En ese aspecto, rechina por completo que un equipo sea soviético y el otro zarista. Es algo que no se hubiese permitido casi ni en el teatro sin una revisión escrupulosa del texto. Son detalles que muestran lo naif que pueden ser los creadores de la Europa occidental que con tanto entusiasmo se están aficionando a relatar historias que transcurren en el desaparecido mundo comunista que solo conocen por cuarto libros y películas mal contados.
El argumento transcurre a partir de que ese grupo de niños es evacuado de la ciudad a un campamento para no sufrir los bombardeos, pero precisamente eso es lo que se encuentran. Tras la aventura de escapar por sus propios medios, cruzar las líneas alemanas, etcétera, y llegar de vuelta hasta su ciudad, se encuentran con más bombardeos y, además, el estalinismo. Esa es la gracia para los chavales. Aunque sea desde una negligencia histórica importante, transmite la idea de que la realidad ¿quién podía sobrevivir en el estalinsimo? Todavía no hay respuestas a esa pregunta porque la represión fue terriblemente aleatoria. En el nazismo te ponían en el pecho el motivo por el que morías. Para algunos académicos esa fue la diferencia entre los millones de muertos de cada sistema.

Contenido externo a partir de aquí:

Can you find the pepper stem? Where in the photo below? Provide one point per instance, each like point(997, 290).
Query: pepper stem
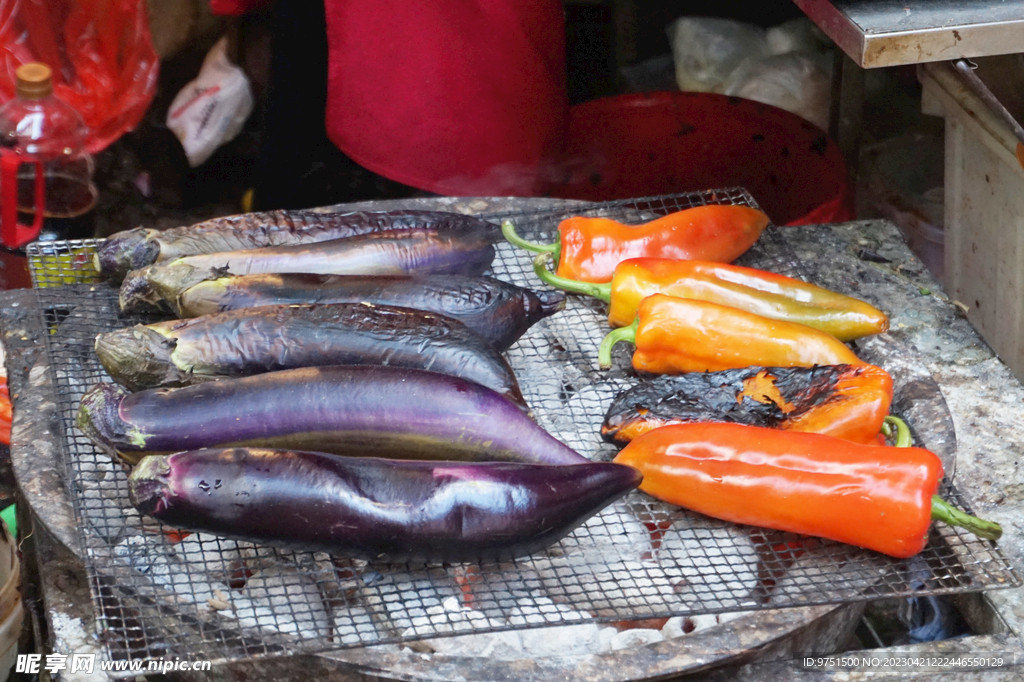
point(942, 510)
point(613, 337)
point(945, 512)
point(903, 437)
point(598, 291)
point(508, 230)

Eso nos lleva a preguntarnos qué tipos represiones son más abyectas y la respuesta es: pues que lo piensen los chavales, que a ellos les pertenece el mundo que venga. Yo ya estoy muy cansado y desmoralizado como para hablar de nada.

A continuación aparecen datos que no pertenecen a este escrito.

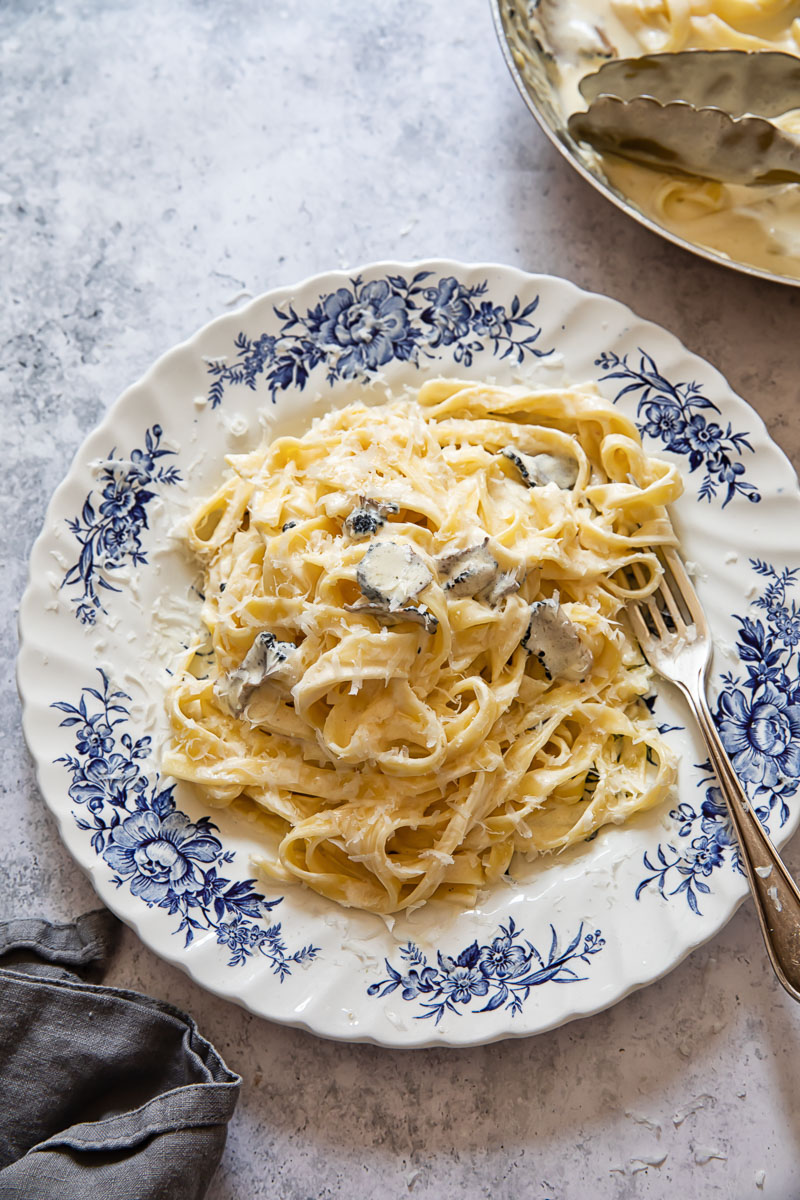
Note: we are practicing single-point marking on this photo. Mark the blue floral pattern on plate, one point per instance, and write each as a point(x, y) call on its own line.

A mí lo que me gustan son esas imágenes locuelas de este tebeo en las que los chavales cruzan las líneas alemanas. Solo hubieran faltado los soldados de la División Azul, que por ahí anduvieron tiempo después, colaborando en la extinción del ser humano en nombre del fascismo en Leningrado. Estos protagonistas, al final, no dejan de ser unos niños que crecieron como amigos pese a las diferencias en las que se vieron inmersos por los estúpidos adultos que les rodeaban y dominaban con sus dogmas. Por ahí va bien la historia
Sin embargo, nada de eso quita que haya buena parte de argumento con vicios occidentales, como el violinista que se niega a dejar de tocar música alemana, aunque odie a los nazis que están arrasando su país. Son querencias cinematográficas que aquí solo podemos calificar de waltrapas, hablando mal y pronto. Las vivencias de la gente que sobrevivió a ese cerco, tamaña masacre, no fueron tan oportunas. O mejor dicho en este caso, oportunistas. Veremos cómo sigue. La guerra forma parte de las sociedades. Es un hecho. Ya sea en su vertiente asesina o en la falaz, la guerra incruenta de nuestros días.